Stuck Debugging a Hardfault on a cortex M7

I am currently trying to debug a hardfault on a cortex M7 running freertos. I have been using your great blog post and webinar on this subject and I have learnt a lot from it, so thank you very much for that. Although it has been really helpful and allowed me to improve my processes, I have not been to progress much in finding the cause of my hardfault.

Context:
I have a monitoring system that has async I2C coms, it was running stable until I changed the optimization from none to ‘optimize for debugging’ and now it triggers a hardfault. There are a couple things I can do to stop the hardfault occurring like, carrying out the i2c transactions sequentially or putting a delay between the read_start and read_end calls. Also if I simplify the logic for sensor selection the hardfault takes a lot longer to occur.

When I was using the debugger I found that putting breakpoints in certain places or stepping through the code in certain ways would cause the hardfault not to be triggered at the expected point and would push it back to occur later if the program was left to run freely.

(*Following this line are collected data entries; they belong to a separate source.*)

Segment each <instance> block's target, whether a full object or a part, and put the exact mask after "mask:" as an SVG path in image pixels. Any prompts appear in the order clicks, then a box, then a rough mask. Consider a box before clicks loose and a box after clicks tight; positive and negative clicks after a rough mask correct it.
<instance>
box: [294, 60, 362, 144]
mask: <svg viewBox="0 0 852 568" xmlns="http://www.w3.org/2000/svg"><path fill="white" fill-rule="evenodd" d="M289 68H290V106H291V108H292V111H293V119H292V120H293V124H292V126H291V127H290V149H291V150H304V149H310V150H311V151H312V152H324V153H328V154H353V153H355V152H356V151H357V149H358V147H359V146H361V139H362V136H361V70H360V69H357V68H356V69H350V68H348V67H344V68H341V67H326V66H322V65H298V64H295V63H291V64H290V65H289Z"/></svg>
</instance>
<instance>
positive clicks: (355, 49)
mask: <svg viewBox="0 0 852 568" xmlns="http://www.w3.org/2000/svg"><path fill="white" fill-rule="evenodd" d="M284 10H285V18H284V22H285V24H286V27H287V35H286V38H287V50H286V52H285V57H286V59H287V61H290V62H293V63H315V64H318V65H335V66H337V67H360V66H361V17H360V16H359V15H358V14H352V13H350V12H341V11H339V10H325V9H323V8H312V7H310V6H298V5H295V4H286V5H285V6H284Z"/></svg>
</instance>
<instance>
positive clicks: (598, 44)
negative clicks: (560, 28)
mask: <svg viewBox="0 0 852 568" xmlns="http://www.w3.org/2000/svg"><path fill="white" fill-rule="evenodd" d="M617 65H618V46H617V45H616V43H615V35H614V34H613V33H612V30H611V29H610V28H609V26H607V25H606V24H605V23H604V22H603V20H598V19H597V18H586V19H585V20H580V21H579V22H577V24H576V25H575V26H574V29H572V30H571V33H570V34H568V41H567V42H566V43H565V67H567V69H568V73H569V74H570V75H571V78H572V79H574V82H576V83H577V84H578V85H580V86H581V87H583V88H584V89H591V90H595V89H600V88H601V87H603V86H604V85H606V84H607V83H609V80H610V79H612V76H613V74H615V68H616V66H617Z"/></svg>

When using the methods described in the blog post and webinar I found that the state of the fault registers and the back trace are not consistent each time I trigger the fault and the back trace contains functions that should not be present.

Questions:
Basically because of these inconsistencies and that I’m not very experienced with debugging programs at such a low level I am not sure how to proceed from here. I’m wondering is there anything that can be deduced from the behaviour I seen so far that may help me in progressing or are there any other methods I can try out?

Thanks for providing this platform and the great content.

It sounds like you have one of the following:

  1. A race condition
  2. Memory corruption

These are tricky issues to debug because the bug is triggers silently, and the HardFault isn’t raised until later on in unrelated code.

I would check the following:

  • Has the stack overflowed? Check your stack pointer is in bound, and enable stack overflow protection if not already done.
  • Are non-IRQ-safe APIs being called in an interrupt context? FreeRTOS has a config flag you can toggle to catch those instances (if using FreeRTOS).
  • Are pointers being used after they’ve been freed? Some heap implementations have debug toggles you can enable to catch this
  • Are you forgetting to lock a mutex somewhere? Every function that expects a mutex to be held should assert if not.

These are just a few ideas.

Hi Francois,

Thanks for the reply.

I have used the overflow hooks and high water mark tools that FreeRTOS provides and they have not shown any issues. I may double check the hooks again though and prove they are working.

I will double check the other suggestions also but I am pretty certain that these things are not occurring.

Another thing I thought of trying out is turning off optimization off for certain functions until the hardfault stops, seeing as the program seemed stable with no optimizations.

ps. Is this the correct section of the forum to post this in?

  • Do you have the chance to try it on a 2nd device to exclude an hardware error?
  • Could it be an alignment problem in dynamically allocated memory?